Plany na huczne świętowanie rozdania nagród BAFTA w luksusowym hotelu Chiltern Firehouse w Londynie legły w gruzach z powodu poważnego pożaru, który wybuchł w nocy z piątku na sobotę. Z budynku ewakuowano około 100 osób, a po ugaszeniu ognia stało się jasne, że obiekt będzie potrzebował poważnego remontu.
POŻAR W LONDYŃSKIM HOTELOWYM KOSZMARZE
Portal SkyNews informuje o dramatycznych wydarzeniach, które miały miejsce w prestiżowym hotelu i sąsiednim lokalu. Akcja gaśnicza była wielką operacją, w której uczestniczyło 20 wozów strażackich oraz około 125 strażaków. Choć ogień został opanowany, jego skutki są poważne.
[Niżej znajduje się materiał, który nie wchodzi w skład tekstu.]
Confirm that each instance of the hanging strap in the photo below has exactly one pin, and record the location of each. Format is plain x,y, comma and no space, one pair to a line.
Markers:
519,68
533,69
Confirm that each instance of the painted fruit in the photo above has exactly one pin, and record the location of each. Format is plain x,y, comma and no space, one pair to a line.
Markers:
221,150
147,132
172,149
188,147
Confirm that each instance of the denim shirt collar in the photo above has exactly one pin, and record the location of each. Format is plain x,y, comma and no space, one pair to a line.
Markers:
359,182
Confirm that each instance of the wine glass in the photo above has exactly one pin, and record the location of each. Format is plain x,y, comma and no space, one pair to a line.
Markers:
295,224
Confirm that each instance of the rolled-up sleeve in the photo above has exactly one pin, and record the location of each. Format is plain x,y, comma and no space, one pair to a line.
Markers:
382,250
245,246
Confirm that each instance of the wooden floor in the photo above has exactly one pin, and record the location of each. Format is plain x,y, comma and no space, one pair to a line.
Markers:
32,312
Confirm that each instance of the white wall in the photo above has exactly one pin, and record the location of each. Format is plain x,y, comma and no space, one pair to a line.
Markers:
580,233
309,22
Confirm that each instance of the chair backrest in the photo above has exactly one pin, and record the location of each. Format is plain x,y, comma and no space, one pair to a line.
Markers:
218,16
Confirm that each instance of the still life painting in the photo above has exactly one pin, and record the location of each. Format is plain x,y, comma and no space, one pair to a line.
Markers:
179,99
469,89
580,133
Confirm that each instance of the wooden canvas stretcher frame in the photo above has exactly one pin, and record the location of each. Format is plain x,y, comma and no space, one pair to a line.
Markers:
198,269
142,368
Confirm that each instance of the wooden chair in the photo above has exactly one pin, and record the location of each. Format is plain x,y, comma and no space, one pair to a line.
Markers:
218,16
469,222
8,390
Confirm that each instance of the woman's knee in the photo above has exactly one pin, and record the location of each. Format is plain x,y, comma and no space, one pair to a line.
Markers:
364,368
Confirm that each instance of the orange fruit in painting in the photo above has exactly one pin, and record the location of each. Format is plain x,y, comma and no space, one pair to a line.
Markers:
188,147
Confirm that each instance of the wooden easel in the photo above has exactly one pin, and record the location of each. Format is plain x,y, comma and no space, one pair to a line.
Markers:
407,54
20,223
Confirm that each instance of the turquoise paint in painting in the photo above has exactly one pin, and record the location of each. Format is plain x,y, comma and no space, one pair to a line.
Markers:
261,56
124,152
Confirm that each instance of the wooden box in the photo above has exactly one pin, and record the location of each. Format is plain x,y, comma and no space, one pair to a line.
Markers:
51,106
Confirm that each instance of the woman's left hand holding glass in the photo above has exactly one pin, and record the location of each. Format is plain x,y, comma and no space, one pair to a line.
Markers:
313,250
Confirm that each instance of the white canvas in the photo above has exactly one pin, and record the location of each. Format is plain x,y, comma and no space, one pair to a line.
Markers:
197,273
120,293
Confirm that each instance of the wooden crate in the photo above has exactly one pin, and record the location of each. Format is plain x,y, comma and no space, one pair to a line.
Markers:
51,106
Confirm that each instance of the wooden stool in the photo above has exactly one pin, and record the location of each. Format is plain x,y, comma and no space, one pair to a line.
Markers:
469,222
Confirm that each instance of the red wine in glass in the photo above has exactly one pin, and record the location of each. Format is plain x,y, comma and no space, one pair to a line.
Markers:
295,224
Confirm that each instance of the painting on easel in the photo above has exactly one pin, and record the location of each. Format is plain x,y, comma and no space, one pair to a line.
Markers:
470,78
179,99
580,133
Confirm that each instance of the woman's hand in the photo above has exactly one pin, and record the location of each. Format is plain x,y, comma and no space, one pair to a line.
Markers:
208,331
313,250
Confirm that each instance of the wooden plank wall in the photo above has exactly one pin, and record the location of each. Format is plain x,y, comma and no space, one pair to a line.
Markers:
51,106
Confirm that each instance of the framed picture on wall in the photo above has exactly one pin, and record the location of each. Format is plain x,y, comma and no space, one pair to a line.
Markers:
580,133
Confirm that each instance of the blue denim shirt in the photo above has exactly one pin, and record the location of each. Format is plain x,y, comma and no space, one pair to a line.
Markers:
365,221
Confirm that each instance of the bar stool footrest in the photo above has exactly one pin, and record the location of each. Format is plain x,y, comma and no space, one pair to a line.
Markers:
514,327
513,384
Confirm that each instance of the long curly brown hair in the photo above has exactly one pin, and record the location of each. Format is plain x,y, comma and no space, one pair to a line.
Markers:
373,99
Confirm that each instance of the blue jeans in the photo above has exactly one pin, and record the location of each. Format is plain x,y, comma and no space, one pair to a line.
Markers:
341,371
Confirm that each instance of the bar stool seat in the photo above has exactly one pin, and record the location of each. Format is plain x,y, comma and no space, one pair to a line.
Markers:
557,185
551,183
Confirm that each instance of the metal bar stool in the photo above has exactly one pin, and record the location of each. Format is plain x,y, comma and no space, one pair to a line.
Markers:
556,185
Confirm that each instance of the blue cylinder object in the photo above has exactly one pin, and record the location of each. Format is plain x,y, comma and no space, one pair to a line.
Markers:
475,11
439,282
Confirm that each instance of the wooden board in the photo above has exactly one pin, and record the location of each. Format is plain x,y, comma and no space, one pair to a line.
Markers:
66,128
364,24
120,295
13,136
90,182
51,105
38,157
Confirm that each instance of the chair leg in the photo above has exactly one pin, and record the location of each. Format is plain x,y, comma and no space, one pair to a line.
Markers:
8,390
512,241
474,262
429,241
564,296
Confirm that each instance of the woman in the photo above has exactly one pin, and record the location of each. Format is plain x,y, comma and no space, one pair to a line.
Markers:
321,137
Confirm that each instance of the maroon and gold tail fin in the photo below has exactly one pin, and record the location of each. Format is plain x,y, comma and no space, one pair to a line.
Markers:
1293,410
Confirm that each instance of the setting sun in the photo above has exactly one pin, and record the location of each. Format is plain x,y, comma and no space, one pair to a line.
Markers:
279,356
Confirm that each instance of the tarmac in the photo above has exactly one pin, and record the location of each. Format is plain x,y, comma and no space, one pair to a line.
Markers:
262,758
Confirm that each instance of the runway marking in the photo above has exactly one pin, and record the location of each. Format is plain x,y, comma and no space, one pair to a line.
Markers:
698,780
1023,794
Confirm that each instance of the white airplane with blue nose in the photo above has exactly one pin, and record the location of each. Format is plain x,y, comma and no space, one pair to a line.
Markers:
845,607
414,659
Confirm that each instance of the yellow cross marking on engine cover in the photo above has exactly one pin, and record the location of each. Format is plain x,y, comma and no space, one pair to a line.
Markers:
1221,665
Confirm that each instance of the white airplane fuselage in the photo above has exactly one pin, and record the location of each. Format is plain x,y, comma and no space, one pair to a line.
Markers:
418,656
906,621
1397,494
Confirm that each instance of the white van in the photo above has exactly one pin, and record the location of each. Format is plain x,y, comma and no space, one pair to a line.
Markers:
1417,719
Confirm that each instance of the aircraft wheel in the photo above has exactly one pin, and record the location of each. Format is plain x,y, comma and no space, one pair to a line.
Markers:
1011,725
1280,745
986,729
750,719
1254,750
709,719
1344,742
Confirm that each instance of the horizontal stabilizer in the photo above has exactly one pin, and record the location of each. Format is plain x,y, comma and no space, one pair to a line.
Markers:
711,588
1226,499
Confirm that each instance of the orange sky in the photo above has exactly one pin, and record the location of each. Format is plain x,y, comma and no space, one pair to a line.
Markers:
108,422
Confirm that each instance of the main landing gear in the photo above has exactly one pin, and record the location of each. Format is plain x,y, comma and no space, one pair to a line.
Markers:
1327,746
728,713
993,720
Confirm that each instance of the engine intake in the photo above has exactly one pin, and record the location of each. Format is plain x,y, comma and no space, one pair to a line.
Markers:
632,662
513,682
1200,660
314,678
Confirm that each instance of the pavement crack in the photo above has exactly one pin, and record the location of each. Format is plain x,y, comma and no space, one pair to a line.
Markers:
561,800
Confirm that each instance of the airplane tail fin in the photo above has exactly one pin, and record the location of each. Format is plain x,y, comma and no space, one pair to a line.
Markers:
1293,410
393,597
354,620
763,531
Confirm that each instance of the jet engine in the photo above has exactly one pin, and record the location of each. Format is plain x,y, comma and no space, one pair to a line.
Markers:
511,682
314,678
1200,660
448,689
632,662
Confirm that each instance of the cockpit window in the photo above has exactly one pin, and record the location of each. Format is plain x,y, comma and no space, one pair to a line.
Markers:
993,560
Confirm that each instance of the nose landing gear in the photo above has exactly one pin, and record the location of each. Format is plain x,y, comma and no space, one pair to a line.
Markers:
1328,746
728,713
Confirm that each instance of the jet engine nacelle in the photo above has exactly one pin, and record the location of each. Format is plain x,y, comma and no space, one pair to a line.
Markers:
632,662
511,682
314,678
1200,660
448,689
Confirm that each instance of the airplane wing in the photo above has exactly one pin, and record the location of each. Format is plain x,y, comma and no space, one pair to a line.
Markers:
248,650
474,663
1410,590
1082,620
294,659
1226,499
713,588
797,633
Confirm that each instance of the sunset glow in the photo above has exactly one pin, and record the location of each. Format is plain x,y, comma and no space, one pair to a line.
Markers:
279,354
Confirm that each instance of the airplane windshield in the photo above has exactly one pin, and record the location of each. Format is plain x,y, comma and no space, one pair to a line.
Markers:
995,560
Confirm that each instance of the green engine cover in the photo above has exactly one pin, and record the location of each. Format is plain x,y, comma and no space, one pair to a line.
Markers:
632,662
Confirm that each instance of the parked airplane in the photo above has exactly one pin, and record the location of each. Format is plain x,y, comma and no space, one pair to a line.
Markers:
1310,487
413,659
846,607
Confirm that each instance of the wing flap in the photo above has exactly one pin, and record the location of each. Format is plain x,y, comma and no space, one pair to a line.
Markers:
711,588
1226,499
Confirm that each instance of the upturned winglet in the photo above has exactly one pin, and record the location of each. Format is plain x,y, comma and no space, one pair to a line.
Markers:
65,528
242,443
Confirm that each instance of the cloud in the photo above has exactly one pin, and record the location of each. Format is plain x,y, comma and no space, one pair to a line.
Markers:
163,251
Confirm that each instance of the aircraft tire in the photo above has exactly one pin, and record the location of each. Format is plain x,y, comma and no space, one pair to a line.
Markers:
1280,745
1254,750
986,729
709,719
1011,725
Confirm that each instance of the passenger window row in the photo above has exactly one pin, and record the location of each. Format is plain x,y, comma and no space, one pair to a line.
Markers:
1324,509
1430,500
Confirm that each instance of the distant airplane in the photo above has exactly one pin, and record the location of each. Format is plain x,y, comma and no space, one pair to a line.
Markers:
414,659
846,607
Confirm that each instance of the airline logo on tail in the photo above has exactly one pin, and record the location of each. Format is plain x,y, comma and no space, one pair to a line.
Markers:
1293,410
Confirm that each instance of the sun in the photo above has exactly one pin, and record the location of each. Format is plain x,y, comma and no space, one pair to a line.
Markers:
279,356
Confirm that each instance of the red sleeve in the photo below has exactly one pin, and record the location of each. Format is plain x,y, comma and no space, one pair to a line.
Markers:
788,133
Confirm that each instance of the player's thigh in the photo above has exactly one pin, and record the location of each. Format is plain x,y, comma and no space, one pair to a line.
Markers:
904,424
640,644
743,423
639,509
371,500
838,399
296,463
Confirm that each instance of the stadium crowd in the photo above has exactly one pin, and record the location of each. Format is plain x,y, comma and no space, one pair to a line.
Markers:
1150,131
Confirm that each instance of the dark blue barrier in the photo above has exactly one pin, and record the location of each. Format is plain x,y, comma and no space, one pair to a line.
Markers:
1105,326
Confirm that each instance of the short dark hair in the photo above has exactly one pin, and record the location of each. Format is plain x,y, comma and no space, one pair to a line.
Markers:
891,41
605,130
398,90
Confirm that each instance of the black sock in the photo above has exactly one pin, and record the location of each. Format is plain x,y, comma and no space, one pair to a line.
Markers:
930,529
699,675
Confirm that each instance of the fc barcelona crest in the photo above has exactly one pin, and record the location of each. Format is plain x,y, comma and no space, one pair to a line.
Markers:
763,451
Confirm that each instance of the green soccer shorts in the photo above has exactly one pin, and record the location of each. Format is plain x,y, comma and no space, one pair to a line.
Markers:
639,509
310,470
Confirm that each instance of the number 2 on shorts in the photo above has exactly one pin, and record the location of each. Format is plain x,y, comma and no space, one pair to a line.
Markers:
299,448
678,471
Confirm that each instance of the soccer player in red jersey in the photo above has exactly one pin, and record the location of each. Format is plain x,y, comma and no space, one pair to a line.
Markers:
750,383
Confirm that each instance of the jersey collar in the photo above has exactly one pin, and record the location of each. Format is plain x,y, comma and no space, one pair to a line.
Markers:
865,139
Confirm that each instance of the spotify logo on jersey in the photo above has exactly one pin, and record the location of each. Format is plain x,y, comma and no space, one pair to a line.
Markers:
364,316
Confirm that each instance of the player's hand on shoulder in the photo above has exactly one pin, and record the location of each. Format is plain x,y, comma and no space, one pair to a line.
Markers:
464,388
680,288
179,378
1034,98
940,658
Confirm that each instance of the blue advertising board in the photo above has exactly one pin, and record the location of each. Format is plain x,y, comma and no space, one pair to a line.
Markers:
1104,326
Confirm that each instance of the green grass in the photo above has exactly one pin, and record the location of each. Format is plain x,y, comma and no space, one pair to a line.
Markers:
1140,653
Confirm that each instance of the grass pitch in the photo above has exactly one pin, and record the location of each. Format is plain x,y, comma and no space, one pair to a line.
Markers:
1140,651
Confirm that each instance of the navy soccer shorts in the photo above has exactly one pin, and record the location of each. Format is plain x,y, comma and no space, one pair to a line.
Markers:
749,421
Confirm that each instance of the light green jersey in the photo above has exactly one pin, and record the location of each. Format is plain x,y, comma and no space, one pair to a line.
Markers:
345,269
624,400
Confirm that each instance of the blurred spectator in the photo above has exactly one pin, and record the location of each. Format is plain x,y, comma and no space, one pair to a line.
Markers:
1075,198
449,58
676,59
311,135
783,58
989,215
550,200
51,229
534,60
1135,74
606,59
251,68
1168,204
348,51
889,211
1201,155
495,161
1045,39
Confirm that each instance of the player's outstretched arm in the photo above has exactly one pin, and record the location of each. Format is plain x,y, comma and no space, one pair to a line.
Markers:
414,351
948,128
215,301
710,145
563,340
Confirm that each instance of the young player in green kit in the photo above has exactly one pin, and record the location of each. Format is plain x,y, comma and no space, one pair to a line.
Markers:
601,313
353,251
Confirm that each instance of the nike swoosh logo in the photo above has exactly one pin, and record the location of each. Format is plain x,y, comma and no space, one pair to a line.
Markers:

– Hotel najprawdopodobniej będzie musiał przejść gruntowny remont – powiedział jeden ze strażaków, wskazując na to, jak wielkim wyzwaniem jest przywrócenie obiektu do stanu sprzed pożaru.
GWIAZDY NA OCZEKIWANIU
W Chiltern Firehouse planowano zorganizowanie wydarzenia związane z wręczeniem nagród BAFTA, które miało odbyć się w niedzielę i było sponsorowane przez Netflix. Bar i restauracja hotelu cieszą się ogromną popularnością wśród brytyjskich oraz zagranicznych celebrytów, takich jak Tom Cruise, Kate Moss, a nawet Taylor Swift, która bawiła się tam po swoim występie na Wembley w zeszłym roku.
Teraz, z powodu nieprzewidzianych okoliczności, Chiltern Firehouse pozostanie zamknięty na czas nieokreślony. Kto wie, może w tej niecodziennej sytuacji, wszystkie gwiazdy będą musiały na chwilę schować swoje blask i czekać na powrót luksusu?